With such dramatic differences between SMB and enterprise requirements, is there a place for enterprise UTM firewalls? The answer is definitely "yes," for these three reasons: reduced complexity, simplified management and increased flexibility.

Reduced complexity

Enterprise network managers have long sought to include additional threat protection, especially intrusion detection/prevention systems (IDS/IPS) functions, both at the core and at the perimeters of their networks. However, the complexity of dropping standalone IDS/IPS boxes into a network has made them wary.

Building the "firewall sandwich," with load balancers surrounding a core of clustered firewalls, is well understood, but trying to scale that sandwich up with another layer of protection dramatically increases architectural complexity and potential instability.

A simple sandwich is considered science by network architects, but adding layers takes it from craft to art, dramatically increasing the difficulty of the project and opening a window for failure and problems. It's like adding just one more piece of cheese to that Dagwood sandwich: Not only will you be unable to get it in your mouth, but the whole thing may fall apart on your plate.

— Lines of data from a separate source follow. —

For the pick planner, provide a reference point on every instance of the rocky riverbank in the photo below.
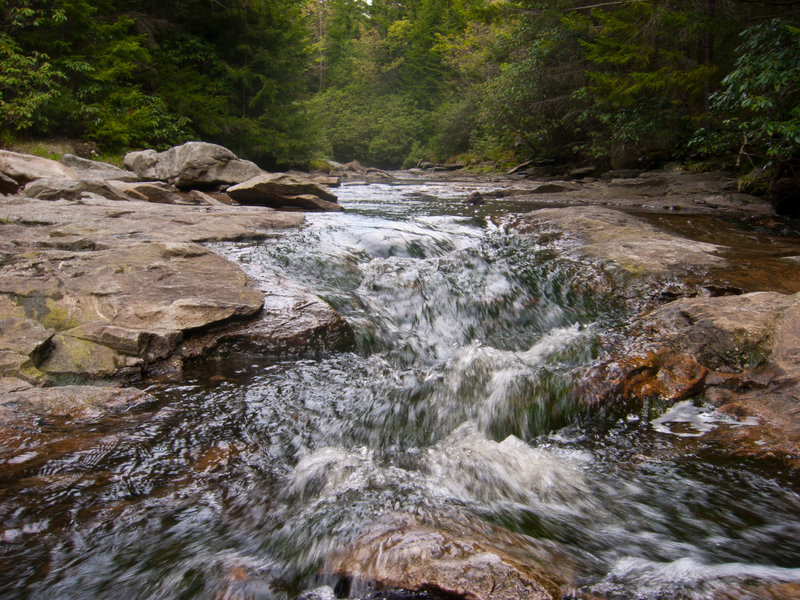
(707, 327)
(104, 280)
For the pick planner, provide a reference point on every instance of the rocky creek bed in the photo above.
(468, 387)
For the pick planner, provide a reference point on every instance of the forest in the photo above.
(628, 83)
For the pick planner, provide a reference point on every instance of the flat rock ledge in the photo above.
(740, 354)
(629, 260)
(100, 288)
(453, 559)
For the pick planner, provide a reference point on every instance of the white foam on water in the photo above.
(684, 419)
(686, 577)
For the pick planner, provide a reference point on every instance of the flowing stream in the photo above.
(457, 401)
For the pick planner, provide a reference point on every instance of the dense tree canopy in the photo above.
(392, 82)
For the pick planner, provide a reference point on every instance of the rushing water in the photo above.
(457, 401)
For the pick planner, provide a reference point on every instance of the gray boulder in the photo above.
(194, 164)
(281, 190)
(22, 168)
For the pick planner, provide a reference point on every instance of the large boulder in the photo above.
(111, 290)
(22, 168)
(739, 353)
(193, 164)
(111, 312)
(281, 190)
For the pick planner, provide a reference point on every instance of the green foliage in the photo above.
(760, 98)
(27, 82)
(646, 81)
(134, 73)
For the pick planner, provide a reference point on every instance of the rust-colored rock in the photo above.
(453, 558)
(665, 375)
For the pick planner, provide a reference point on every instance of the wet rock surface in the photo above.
(281, 190)
(740, 354)
(454, 560)
(103, 278)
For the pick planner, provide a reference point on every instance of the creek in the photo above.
(456, 402)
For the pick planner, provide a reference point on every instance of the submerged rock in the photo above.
(630, 243)
(454, 559)
(739, 353)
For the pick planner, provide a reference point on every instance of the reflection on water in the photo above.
(455, 403)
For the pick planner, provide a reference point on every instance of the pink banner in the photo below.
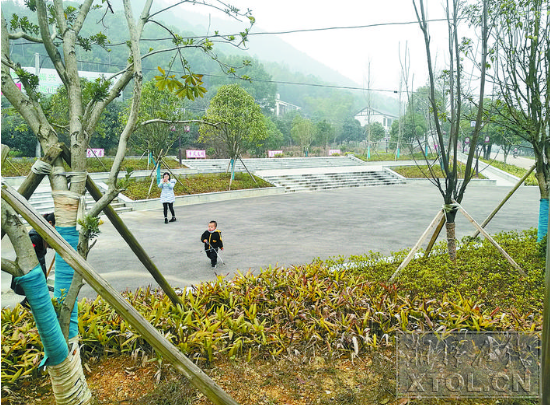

Enterprise UTM with integrated IDS/IPS can give network managers additional security throughout the network without the massive increase of complexity that stand-alone IPS devices would create.

Simplified management

It's pleasant to imagine the concept of a single UTM console that can handle everything from IP routing to IDS alerts, but enterprise security teams often want different management systems for a reason: different people are responsible for different kinds of threats and configuration.

Nevertheless, some level of management integration can reduce the task of handling these different functions. For example, every management console must have different network objects in it that are used to define policy: here are my mail servers, here are my users, this is the guest network, here is where the Internet is.

Each time those same objects must be typed into a different management system, and each time these objects are updated and adjusted, there is an opportunity for human error or miscommunication to create a security hole. A single management console that shares objects across different functions simplifies the complex task of management.

This single management view is especially valuable when firewall, VPN and IDS/IPS are considered together because all three of these functions act on the same policy. Each of these functions needs to have some view of the topology of the network, what applications are running on different servers and what different groups of users are allowed to do. Completely separate management for all three functions makes coordinated policy maintenance difficult, if not impossible.

A single UTM-ready management console realistically enables a fine-tuning of policy across all three functions, increasing total security.